Phase Warning Severity Status (open / resolved / accepted)
3 Log injection via unauth mDNS device name/url into audit message 🟠 High (security) resolved — sanitize_display helper applied
3 Origin sanitizer missed spaces/NUL/ANSI 🟠 High (security) resolved — sanitize_display over netloc
3 Unauth auth-failure audit-write flood (no write-rate bound) 🟠 High (security) resolved — per-IP audit-record throttle (10s, capped)
3 Malformed-IPv6 Origin → urlparse ValueError into WS handler 🟡 Warning resolved — try/except guard
3 Throttle module-global state caused flaky test contamination 🟡 Warning resolved — autouse conftest reset fixture
4 Export held global DB write-lock across the stream (slow-client DoS) 🟠 High (security) resolved — chunked keyset export releases lock per batch
4 PUT /settings only AuthRequired → anon could disable auditing/prune trail 🟠 High (security) resolved — require_authenticated on settings PUT
4 CSV formula-injection missed leading TAB/CR 🟡 Medium (security) resolved — added \t/\r to guard
4 total count full-scans on every list request 🔵 Low (perf) accepted — bounded by retention; read-only; optional opt-in deferred
5 Inverted list ordering broke pagination + live-append 🔴 Blocker resolved — pages reversed to newest-first; re-review PASS
5 Attribute-context XSS (entity_name title + JSON.stringify onclick) 🟡 Warning (security) resolved — _escapeAttr + data-attr event delegation
5 Filter toolbar value= attrs not quote-escaped (new code) 🟡 Warning (security) resolved — _escapeAttr on q/actor/entity_type/since/until
5 Manual browser smoke test (tab loads, filters, live, export) 🔵 Note open — recommend at final review (server restart needed)
6 clearActivityLog() 401 path unreachable → silent failure 🟡 Warning resolved — handle401:false surfaces auth-required toast
6 Recent Activity widget dropped first live event when empty 🔵 Note resolved — empty→list transition on first live event
6 Widget outside dashboard layout-toggle/ordering system 🔵 Note accepted — deliberate (always-visible), collapse still works

Final Review

  • Comprehensive code review
  • Security review (auth/PII-in-logs/secrets/log-injection — triggered)
  • All Outstanding Warnings resolved or consciously accepted
  • Full build passes (npm run build + tsc --noEmit)
  • Full test suite passes (pytest)
  • Merged to master

Amendment Log

(Filled in if the plan is amended mid-implementation.)

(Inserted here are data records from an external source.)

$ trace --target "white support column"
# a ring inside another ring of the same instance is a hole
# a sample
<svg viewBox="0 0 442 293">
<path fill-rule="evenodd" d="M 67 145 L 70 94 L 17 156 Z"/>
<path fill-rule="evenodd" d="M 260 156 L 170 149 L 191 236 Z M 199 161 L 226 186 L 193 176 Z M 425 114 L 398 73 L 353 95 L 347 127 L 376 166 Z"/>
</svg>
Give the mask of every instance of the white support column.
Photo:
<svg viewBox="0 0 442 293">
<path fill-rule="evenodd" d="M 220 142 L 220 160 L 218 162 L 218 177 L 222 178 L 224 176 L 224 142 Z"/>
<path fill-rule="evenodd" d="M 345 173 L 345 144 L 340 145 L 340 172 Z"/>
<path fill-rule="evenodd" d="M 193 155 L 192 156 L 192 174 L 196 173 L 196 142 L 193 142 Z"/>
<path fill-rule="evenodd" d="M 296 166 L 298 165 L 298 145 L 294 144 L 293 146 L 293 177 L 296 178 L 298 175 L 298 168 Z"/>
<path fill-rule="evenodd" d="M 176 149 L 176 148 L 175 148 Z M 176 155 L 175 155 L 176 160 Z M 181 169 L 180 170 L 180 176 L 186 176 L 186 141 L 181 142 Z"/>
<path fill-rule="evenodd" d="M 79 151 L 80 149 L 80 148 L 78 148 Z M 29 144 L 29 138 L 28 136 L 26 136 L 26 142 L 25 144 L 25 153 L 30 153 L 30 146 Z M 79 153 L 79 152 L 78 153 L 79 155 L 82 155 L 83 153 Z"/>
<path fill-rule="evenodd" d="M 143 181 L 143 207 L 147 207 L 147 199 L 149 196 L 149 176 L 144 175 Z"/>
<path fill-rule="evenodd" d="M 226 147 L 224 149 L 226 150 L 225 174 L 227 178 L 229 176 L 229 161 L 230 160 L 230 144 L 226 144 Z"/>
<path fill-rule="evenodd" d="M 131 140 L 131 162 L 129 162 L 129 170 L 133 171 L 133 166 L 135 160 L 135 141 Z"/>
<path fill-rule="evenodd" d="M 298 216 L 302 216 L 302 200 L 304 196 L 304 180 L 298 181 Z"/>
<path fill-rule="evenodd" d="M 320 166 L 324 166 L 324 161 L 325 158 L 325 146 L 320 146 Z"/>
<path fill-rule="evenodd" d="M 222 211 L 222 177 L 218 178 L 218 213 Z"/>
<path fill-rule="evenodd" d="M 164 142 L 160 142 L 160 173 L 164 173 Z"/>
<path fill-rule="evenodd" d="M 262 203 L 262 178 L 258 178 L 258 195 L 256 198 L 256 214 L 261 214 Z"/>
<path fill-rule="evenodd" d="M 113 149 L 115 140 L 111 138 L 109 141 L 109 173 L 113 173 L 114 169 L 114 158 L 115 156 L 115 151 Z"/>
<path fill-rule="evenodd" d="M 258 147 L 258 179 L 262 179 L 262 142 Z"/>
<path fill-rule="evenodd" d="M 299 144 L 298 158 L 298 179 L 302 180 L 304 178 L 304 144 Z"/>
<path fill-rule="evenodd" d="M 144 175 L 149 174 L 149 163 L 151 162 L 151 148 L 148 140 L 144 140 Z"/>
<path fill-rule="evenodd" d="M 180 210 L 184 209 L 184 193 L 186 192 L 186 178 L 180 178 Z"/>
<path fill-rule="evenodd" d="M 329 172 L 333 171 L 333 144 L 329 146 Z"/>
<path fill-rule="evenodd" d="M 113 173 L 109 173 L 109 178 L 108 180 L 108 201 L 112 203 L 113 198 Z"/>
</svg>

  • 2026-06-09: Plan reviewer (pre-implementation) → ⚠️ with 3 Critical Gaps, all resolved before Phase 1: (G1) descoped non-existent API-key mutation events; (G2) dropped the buffered-writer subsystem for a direct synchronous-on-loop write with call_soon_threadsafe marshaling for thread-origin events; (G3) record "server shutting down" first in the shutdown block (no buffer to flush). Concerns folded in: device events via device_health_changed + device_discovered/_lost; actor ContextVar in verify_api_key; name-on-delete passed explicitly; settings-audit scoped + self-key excluded; parity allowlist before emit site. Adopted suggestions: rowid keyset tiebreaker; log the disable action. Deferred: setup-scaffold noise suppression.